Of course, we need to hear the album. If it turns out to be great, then it will have been a worthwhile exercise, and it will allay any suspicions that music fans might have. The music critics who have heard it are ambivalent, saying the tracks do sound rather like first takes of songs. And a record company executive was quoted as saying: "Whether you can hear every lyric on every song or not, you can always hear the emotion there." Ah. Being able to hear the lyrics vs emotion. I know where I stand on that one ... cold, unemotional person that I am.

There will be suspicions among fans because posthumous albums that are speedily released always give rise to suspicions among fans. They fear they might be being taken for a ride, and that profit might, just might, be one of the aims, and might weigh against the enduring legacy of their heroes.

The record company, and all involved, could allay those fears through one very simple solution. Instead of giving £1 from every sale to charity, why not give all the money from the sales of the album to charity? After all, this album is to celebrate Amy, and to remember her tragic death by preventing others from following a similar course. The charity set up in her name aims to do that. It deserves all the money it can get.

So, why just £1? As the dual motives in releasing the unrecorded tracks are to give us unheard Amy Winehouse music and to help the charity, then both are richly achieved by releasing the album and giving all the proceeds, every penny, to the charity. It would certainly be one in the eye for those wretched cynics who believe that posthumous albums are more about profit than legacy.

Make Mark Rylance the RSC's next boss

Who will be the next head of the Royal Shakespeare Company? Michael Boyd is stepping down after an excellent tenure. Now the search is on for a successor. Since Sir Peter Hall founded the RSC, it has been run by directors. Perhaps it is time for an actor to take the helm. And who better than one of the greatest actors of his or any generation, Mark Rylance, currently winning another set of plaudits for Jerusalem in the West End? Rylance was the first artistic director of Shakespeare's Globe in London and ran it with huge success. He would seem to be the ideal candidate.

There is, it has to be said, one tiny snag. Mark doesn't actually believe that Shakespeare wrote all his plays. Tricky one, that. Can you have a chief of the Royal Shakespeare Company who doubts that Shakespeare was written by Shakespeare? On the other hand, Shakespeare was also in the title of Shakespeare's Globe, and that didn't stop Rylance from making it globally admired and staging wonderful productions of the plays. So, RSC board, ignore that awkward little snag, and appoint Rylance.

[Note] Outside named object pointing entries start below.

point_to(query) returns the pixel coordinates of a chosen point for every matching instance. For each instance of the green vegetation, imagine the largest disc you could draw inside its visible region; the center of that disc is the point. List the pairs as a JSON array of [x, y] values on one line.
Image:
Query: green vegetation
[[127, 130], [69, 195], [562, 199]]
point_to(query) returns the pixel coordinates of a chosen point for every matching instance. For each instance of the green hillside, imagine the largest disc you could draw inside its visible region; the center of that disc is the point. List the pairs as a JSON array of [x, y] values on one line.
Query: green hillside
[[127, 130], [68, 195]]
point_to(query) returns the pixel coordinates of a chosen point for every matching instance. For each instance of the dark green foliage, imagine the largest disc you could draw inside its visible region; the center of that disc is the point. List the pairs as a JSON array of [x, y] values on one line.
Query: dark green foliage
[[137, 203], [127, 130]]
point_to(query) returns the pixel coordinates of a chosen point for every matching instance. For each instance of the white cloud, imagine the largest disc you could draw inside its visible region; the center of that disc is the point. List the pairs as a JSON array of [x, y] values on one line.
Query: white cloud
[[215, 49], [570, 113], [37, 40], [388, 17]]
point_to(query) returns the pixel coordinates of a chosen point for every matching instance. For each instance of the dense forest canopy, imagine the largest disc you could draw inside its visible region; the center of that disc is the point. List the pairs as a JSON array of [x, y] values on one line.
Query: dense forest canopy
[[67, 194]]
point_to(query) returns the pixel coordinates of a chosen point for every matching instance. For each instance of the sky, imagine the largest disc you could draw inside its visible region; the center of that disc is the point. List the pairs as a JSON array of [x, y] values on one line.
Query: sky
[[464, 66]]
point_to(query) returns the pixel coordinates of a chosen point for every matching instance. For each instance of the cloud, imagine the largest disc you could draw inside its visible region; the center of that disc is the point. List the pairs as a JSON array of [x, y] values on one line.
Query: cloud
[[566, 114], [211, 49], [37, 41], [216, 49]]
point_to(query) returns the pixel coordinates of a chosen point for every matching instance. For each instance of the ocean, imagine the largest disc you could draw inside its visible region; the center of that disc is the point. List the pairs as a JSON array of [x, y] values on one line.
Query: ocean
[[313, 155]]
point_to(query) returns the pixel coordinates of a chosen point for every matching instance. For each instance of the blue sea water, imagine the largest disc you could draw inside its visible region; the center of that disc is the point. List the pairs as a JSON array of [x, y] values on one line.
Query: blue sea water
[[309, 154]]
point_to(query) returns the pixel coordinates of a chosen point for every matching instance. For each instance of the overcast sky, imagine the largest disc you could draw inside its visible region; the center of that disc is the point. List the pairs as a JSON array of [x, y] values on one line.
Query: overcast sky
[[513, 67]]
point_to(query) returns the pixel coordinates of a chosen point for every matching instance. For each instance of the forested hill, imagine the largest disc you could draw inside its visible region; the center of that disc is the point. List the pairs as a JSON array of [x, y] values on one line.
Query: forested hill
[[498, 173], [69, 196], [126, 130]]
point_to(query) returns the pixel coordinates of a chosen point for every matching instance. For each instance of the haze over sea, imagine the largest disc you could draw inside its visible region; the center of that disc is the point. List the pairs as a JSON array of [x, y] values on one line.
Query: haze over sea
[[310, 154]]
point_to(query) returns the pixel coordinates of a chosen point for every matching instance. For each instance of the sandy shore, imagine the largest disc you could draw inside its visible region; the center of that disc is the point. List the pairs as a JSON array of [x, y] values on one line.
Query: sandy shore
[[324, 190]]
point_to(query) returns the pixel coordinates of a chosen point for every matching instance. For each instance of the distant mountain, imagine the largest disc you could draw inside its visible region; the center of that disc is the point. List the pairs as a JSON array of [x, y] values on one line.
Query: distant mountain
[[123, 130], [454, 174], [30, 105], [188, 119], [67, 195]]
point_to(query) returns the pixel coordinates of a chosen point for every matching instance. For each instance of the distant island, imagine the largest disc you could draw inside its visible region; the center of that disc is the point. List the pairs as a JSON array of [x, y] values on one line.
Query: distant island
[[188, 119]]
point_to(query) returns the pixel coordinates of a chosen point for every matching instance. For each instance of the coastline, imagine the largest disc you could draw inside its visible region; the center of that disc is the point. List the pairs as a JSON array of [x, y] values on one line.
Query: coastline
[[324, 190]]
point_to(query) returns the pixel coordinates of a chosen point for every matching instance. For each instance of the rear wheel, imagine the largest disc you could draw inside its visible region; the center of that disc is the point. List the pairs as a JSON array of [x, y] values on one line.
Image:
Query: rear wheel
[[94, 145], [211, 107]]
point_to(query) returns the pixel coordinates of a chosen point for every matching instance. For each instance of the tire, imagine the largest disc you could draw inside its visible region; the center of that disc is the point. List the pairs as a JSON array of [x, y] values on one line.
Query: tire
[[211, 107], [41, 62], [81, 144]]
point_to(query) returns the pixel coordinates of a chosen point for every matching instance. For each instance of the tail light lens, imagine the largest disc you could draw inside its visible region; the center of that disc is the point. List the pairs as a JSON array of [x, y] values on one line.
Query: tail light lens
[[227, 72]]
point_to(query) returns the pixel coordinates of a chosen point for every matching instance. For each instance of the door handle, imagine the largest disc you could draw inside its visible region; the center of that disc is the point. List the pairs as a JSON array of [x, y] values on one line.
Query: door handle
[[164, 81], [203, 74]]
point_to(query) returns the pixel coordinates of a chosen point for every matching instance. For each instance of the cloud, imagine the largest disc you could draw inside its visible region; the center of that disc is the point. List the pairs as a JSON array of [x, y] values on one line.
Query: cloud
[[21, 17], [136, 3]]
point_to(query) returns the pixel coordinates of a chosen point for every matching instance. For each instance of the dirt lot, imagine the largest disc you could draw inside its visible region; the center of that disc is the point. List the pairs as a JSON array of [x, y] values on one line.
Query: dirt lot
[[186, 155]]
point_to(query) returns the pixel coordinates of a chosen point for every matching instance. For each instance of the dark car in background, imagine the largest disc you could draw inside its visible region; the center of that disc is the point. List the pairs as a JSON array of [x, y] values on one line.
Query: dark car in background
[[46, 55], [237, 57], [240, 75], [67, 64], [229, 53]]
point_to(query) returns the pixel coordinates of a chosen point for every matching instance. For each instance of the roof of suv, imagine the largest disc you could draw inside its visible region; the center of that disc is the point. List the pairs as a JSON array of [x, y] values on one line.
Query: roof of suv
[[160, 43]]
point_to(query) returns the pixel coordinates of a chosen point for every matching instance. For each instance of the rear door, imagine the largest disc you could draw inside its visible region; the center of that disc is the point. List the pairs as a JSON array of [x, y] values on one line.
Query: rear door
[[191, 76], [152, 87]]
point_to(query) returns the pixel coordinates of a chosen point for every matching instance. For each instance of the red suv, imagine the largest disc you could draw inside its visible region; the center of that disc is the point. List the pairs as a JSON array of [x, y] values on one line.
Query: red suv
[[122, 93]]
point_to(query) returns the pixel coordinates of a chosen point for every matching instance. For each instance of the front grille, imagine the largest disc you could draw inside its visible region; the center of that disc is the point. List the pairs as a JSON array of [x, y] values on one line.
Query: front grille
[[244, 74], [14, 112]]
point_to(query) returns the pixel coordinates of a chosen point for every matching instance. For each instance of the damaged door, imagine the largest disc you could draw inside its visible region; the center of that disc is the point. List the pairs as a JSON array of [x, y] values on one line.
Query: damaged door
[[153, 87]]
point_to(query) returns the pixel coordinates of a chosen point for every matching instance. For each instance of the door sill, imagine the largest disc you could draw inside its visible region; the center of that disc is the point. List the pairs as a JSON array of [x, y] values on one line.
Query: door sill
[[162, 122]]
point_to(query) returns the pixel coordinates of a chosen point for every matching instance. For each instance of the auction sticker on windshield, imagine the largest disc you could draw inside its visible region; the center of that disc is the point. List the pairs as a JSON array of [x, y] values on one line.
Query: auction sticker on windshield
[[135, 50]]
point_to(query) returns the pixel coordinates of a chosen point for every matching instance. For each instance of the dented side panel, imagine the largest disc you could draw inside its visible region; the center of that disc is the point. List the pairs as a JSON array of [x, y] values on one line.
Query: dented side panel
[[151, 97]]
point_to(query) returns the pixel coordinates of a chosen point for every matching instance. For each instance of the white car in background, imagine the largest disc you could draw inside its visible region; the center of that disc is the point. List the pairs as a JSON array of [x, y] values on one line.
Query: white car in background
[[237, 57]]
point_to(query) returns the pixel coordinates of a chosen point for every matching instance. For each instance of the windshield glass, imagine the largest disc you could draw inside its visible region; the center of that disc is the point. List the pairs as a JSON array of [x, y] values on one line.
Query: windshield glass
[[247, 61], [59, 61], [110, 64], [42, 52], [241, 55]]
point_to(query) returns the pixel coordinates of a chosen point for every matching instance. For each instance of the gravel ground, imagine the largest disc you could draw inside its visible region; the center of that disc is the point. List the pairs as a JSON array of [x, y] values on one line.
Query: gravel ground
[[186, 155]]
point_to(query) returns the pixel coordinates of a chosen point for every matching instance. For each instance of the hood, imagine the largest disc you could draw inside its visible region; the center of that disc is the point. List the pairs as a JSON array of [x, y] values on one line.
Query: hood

The power of Twitter to steal some of the magic

As the final episode of this series of Downton Abbey approaches, I shall be checking the tweets of Captain Matthew Crawley. OK, Captain Crawley isn't actually on Twitter, but his alter ego, the fine actor Dan Stevens, is, and I follow his utterings. They have led me to muse on actors tweeting and on my own need for a suspension of disbelief. You see, Dan tweets quite a bit about Downton, and sometimes about his character, Matthew. He recently made a joke about Matthew's war-inflicted disability, which, of course, in the drama is no laughing matter but a tear-jerker.

So does it matter? This is not the character tweeting; it is an actor. Yet weirdly I feel uncomfortable with it. I don't want the actor to come out of character and make a joke about said character. Somehow, it adds a barrier between character and viewer, and destroys an element of the magic. Call me old-fashioned.